Part of the reason we have a drug problem is because we don't have an intelligent language to talk about substances, plants, psychedelic [and] sedative states of mind, states of amphetamine excitation. We can't make sense of the problem and the opportunities offered by substances unless we clean up our language.
"Drugs" is a word that's been used by governments to make it impossible to think creatively about the problem of substances and abuse and availability and so forth and so on.
So it's a kind of a paradox isn't it?
"Drugs" mean that which cures us and the greatest social problem of the generation.
Apparently there are "good drugs" sanctioned by science and medicine and "bad drugs" used by brown people in strange rites and growing in unusual plants in distant parts of the world. This kind of thinking, because it's naive, leads of course to social problems and bad politics and bad social policy.
Every society chooses a small number of substances, no matter how toxic, and enshrines them in its cultural values, then demonizes all other substances and then persecutes and launches witch hunts against those users whenever some political pretext requires...So it's an old game and it's been played in many places.
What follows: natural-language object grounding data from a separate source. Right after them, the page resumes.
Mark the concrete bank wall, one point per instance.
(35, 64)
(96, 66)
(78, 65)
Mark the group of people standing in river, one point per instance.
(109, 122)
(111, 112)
Hopefully part of the advancement of society toward ideas of universal human rights and that sort of thing it certainly must include the idea of the universal human right to take responsibility for and to alter your own state of consciousness as you see fit.
I don't think we can even pretend that we are on the edge of a civilized dialogue until we grant that people's minds, like their bodies, must be a domain free from government control. In American law we have the notion of life, liberty, and the pursuit of happiness. If the pursuit of happiness means anything it must mean the right to use and experiment with substances and plants.